We do respond to them on some things they comment on but we would literally be sat there picking at everything they say as so much of it is stupid. DD is old enough and has realised that they are assholes.

OP posts:
NBLarsen · 17/05/2023 11:50

I'm in my 40s, I've been vegetarian for about 20 years now and still get these sorts of comments from people. It's very annoying. Well done for supporting your daughter's choices and allowing her to know her own mind.

Dashel · 17/05/2023 11:53

What is the alternative your relatives suggest to supporting her decision? Starving her or force feeding or blackmailing her?

I went veggie at 8 after seeing diced rabbit in the supermarket and realising what meat actually was. My family were not pleased but eventually they realised I was serious and it was veggie food or I would go hungry.

Im now vegan and glad that I am. There is so much information about and guidance now and so many food choices that I never had 35 years ago. So I am really glad that she won’t be eating sosmix and burger mix and dry nut roasts 🤮that I suffered

ScatsThat · 17/05/2023 12:00

Tell them to Google! Vegetarians live longer and have lower risk of coronary heart disease, diabetes mellitus, obesity, hypertension and even certain cancers. Hardly unhealthy 🙄

Tdcp · 17/05/2023 12:02

My daughter is 8 and she's vegetarian. I won't be making her eat animals when she finds it so distressing. Anyone with an opinion on this can do one tbf.
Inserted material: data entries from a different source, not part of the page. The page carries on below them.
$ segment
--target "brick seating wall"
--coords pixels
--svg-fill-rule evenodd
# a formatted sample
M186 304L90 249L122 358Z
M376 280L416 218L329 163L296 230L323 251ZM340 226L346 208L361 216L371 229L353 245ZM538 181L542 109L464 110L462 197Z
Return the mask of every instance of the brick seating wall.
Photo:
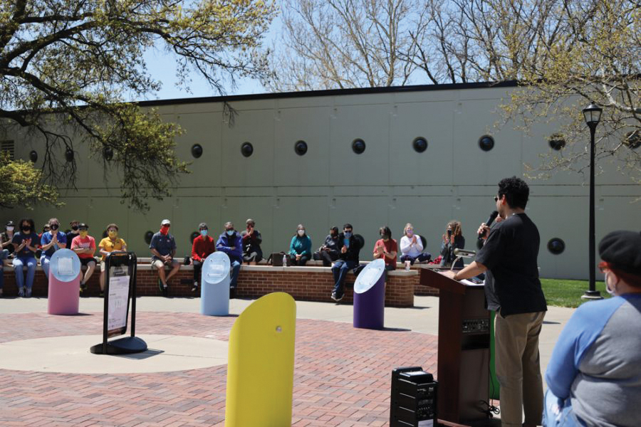
M25 271L26 273L26 271ZM385 287L385 305L412 307L414 295L438 295L438 290L419 285L419 275L415 269L409 272L397 270L387 275ZM137 273L137 292L139 296L160 296L158 278L148 264L139 264ZM4 266L4 290L6 297L17 295L16 276L13 267ZM100 292L100 266L97 266L88 283L83 296L98 296ZM192 297L191 290L194 277L191 265L182 265L178 273L169 283L170 297ZM345 294L342 302L353 301L353 283L355 276L350 273L345 280ZM329 267L271 267L243 265L239 275L236 296L256 298L272 292L286 292L295 300L333 302L330 295L333 288L333 278ZM46 297L48 283L38 265L33 287L33 296Z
MoggyMittens23 · 17/05/2023 12:09

You sound lovely and supportive. I tried to go veggie when I was younger but didn’t have the support so it failed spectacularly

AuntieJune · 17/05/2023 12:11

Sounds like she's eating a good diet, I wish my kids would eat like that!

If you make meals that are vegetarian but can have meat added, you'll all be happy - so eg pasta with tomato sauce you can scatter bacon over, fajitas some of you can add chicken to, batchcook curry and you have a serving of a veggie one and a meat one, BBQ where you do vegetable halloumi kebabs and sausages on the other side of the grill.

Eating more veg is better for you and the planet, so she's onto a good thing. Maybe your DM and DS could do with a bit of nutritional education! Eg the recommended amount of protein needed a day, the link between red meat and bowel cancer, the need to eat fibre etc.